Many Iraq pundits incorrectly view the Sunni insurgency as the greatest threat to both a stable government and Coalition forces. In truth, the most dangerous scenario in Iraq would be a collapse of the tenuous alliance between major Shia groups. Those bonds are currently being stretched to the breaking point, and ground zero appears to be Basra, a southern province with huge oil revenue potential. Basra was essentially handed over by the British to armed gangs, and three main Shia groups (SCIRI, Fadilah, and Sadrists) are struggling to control the local government and, therefore, the oil wealth.

These issues expose the difficulty of the withdrawal options: default control to local militias, as the British apparently did, and it invites anarchy that would not necessarily have otherwise occurred.

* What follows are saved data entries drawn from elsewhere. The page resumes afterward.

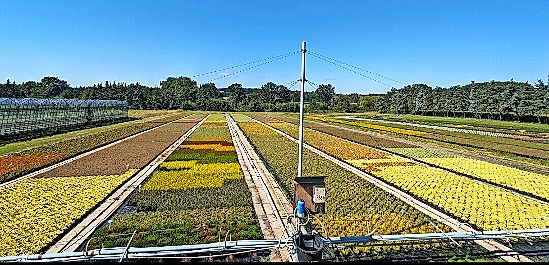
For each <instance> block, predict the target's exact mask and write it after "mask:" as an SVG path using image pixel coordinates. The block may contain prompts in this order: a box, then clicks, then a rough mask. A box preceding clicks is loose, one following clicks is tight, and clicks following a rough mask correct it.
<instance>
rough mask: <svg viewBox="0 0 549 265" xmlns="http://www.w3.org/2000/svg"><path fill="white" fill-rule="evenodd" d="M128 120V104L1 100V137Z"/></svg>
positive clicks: (78, 100) (76, 100)
mask: <svg viewBox="0 0 549 265" xmlns="http://www.w3.org/2000/svg"><path fill="white" fill-rule="evenodd" d="M127 117H128V102H127V101H120V100H76V99H42V98H0V136H14V135H22V134H29V133H34V132H42V131H57V130H60V129H66V128H69V127H75V126H82V125H90V124H94V123H98V122H108V121H114V120H118V119H122V118H127Z"/></svg>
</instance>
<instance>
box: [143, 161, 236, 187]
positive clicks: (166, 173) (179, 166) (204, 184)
mask: <svg viewBox="0 0 549 265" xmlns="http://www.w3.org/2000/svg"><path fill="white" fill-rule="evenodd" d="M194 162H195V164H194V165H192V164H191V163H192V162H190V161H173V162H163V163H162V164H161V167H164V165H165V166H166V167H168V168H172V169H182V168H187V167H189V165H191V167H190V168H189V169H186V170H178V171H158V172H156V173H154V174H153V176H152V177H151V179H150V180H149V181H147V183H145V185H143V188H142V189H144V190H178V189H190V188H214V187H222V186H223V182H224V181H225V180H227V179H240V178H242V177H243V174H242V171H241V169H240V164H238V163H213V164H196V161H194Z"/></svg>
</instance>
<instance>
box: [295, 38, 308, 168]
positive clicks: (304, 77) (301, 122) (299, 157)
mask: <svg viewBox="0 0 549 265" xmlns="http://www.w3.org/2000/svg"><path fill="white" fill-rule="evenodd" d="M306 52H307V49H305V42H303V44H302V45H301V99H300V104H299V158H298V165H297V177H298V178H300V177H302V176H303V175H302V171H303V167H302V164H303V109H304V103H303V101H304V98H305V82H306V81H307V79H305V53H306Z"/></svg>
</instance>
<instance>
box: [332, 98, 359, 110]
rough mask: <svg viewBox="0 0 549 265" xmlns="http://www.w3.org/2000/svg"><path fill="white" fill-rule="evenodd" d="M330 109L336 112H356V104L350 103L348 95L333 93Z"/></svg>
mask: <svg viewBox="0 0 549 265" xmlns="http://www.w3.org/2000/svg"><path fill="white" fill-rule="evenodd" d="M332 110H333V111H336V112H356V110H357V106H356V105H354V104H351V97H349V95H344V94H340V95H335V96H334V97H333V98H332Z"/></svg>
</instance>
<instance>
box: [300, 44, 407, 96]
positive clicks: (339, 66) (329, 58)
mask: <svg viewBox="0 0 549 265" xmlns="http://www.w3.org/2000/svg"><path fill="white" fill-rule="evenodd" d="M307 52H308V53H309V54H310V55H312V56H313V57H316V58H318V59H321V60H323V61H326V62H329V63H331V64H333V65H336V66H339V67H340V68H342V69H345V70H347V71H350V72H352V73H355V74H358V75H360V76H363V77H366V78H368V79H370V80H372V81H375V82H377V83H380V84H382V85H385V86H388V87H391V88H392V87H393V86H391V85H388V84H386V83H384V82H382V81H379V80H377V79H374V78H371V77H369V76H367V75H364V74H363V73H359V72H357V71H355V70H353V69H349V68H347V67H345V66H343V65H348V66H350V67H353V68H355V69H358V70H361V71H365V72H368V73H371V74H374V75H377V76H380V77H383V78H385V79H387V80H391V81H393V82H397V83H400V84H403V85H404V83H402V82H400V81H397V80H394V79H391V78H388V77H385V76H383V75H379V74H376V73H373V72H371V71H368V70H364V69H362V68H359V67H356V66H352V65H350V64H347V63H344V62H341V61H338V60H336V59H333V58H330V57H328V56H324V55H321V54H318V53H315V52H311V51H307ZM336 62H337V63H336ZM342 64H343V65H342Z"/></svg>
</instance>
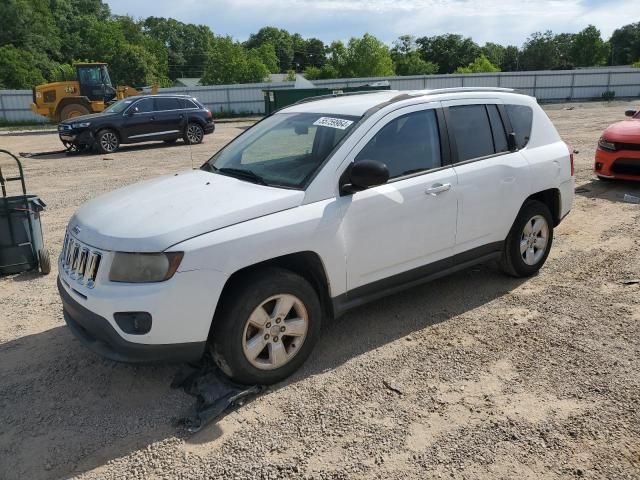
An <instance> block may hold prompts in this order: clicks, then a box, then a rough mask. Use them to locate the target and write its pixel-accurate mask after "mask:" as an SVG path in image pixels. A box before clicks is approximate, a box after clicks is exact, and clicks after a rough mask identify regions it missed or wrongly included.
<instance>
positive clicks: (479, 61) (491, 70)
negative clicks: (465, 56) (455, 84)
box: [456, 55, 500, 73]
mask: <svg viewBox="0 0 640 480" xmlns="http://www.w3.org/2000/svg"><path fill="white" fill-rule="evenodd" d="M499 71H500V69H499V68H498V67H496V66H495V65H494V64H492V63H491V62H490V61H489V59H488V58H487V57H485V56H484V55H480V56H479V57H478V58H476V59H475V60H474V61H473V62H471V63H470V64H469V65H467V66H466V67H458V68H457V69H456V73H484V72H499Z"/></svg>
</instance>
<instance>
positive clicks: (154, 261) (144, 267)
mask: <svg viewBox="0 0 640 480" xmlns="http://www.w3.org/2000/svg"><path fill="white" fill-rule="evenodd" d="M183 255H184V254H183V253H182V252H169V253H121V252H118V253H116V254H115V257H114V259H113V263H112V264H111V270H110V271H109V280H111V281H112V282H127V283H147V282H164V281H165V280H169V279H170V278H171V277H173V274H174V273H176V270H177V269H178V266H179V265H180V262H181V261H182V256H183Z"/></svg>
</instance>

Wait too long to leave, however, and troops are likely to get in the middle of Shia vs. Shia conflict. Anti-Coalition attacks by Sunni (20% of the population) is bad; increased anti-Coalition attacks by Shia (60%), if some Shia groups begin to see the U.S. as favoring one subgroup or another, would be a total debacle. Obviously Iraq is already quite the disaster, but Shia-U.S. violence would bring it to an entirely new level.

This is a primary reason why the stay-the-course "strategy" is so foolish and dangerous. In order to redeploy our troops, there has to be a plan. Refusing to consider withdrawal seems to have eliminated the planning for it. To get out with even minimal order, the U.S. should be proactively helping to establish power-sharing arrangements not just at the national level, but even more importantly, at the provincial level. If things go bad down the road within sectarian groups, then, at least we won't be in the middle of it. And before you start sharpening the knives -- this isn't an argument against withdrawal, but rather to say that when we do start to cede control, setting the stage for troop removal (as we have seen with the superbases), there's a right way and a wrong way to do it. Needless to say, I'm not optimistic.